İki ila altı günlük bir kuluçka süresi ile hastalık, tıpkı çift tırnaklı hayvanlarda olduğu gibi, bifazik-siklik bir enfeksiyon olarak ilerler. Kısa, orta dereceli bir ateş evresinden ve bulantı, bitkinlik, baş ağrısı ve vücut ağrıları gibi spesifik olmayan genel semptomlardan sonra, kızarık ağız mukozasında ağrılı aftlar ortaya çıkabilir , ancak tercihen ellerin (parmak uçları) ve ayakların yanı sıra ellerin derisinde (parmak uçları) ve ayaklarda ağrılı aftlar görülebilir . genital bölge. Aft kuruduktan sonra gelişen cilt erozyonları genellikle on gün içinde tamamen iyileşir.
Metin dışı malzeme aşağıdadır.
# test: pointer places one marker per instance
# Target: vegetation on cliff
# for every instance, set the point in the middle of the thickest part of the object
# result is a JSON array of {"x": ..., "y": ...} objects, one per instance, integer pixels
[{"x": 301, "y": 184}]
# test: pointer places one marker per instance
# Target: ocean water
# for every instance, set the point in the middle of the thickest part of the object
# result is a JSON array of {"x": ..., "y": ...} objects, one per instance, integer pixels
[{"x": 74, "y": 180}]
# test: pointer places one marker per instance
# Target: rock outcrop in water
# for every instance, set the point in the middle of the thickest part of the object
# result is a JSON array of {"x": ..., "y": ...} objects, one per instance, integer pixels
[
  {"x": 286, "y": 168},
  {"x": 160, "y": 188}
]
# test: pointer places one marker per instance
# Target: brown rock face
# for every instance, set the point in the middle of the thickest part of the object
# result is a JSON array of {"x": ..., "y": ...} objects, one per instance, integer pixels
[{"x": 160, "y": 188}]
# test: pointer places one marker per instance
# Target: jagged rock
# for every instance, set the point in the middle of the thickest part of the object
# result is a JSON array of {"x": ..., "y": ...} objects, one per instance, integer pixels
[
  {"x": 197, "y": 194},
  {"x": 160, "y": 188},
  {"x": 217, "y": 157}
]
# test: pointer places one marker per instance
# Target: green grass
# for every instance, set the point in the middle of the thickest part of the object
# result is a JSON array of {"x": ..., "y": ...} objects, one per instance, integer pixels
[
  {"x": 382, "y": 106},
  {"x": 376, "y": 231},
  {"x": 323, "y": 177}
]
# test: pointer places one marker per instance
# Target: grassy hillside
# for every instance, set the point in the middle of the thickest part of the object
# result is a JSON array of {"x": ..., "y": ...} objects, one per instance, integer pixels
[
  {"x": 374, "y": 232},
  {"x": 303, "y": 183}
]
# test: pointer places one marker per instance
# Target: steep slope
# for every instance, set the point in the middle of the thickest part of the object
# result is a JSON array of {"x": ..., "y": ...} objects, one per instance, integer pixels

Ayırıcı tanı açısından , yaygın olarak el, ayak ve ağız döküntüsü olarak adlandırılan, yine viral olan ve çok benzer semptomlarla seyreden hastalık ayırt edilmelidir . İnsanlarda, özellikle küçük çocuklarda daha sık tanımlanır. Bu hastalık, enterovirüs Coxsackie A'nın neden olduğu Picornaviridae ailesinden farklı bir virüstür .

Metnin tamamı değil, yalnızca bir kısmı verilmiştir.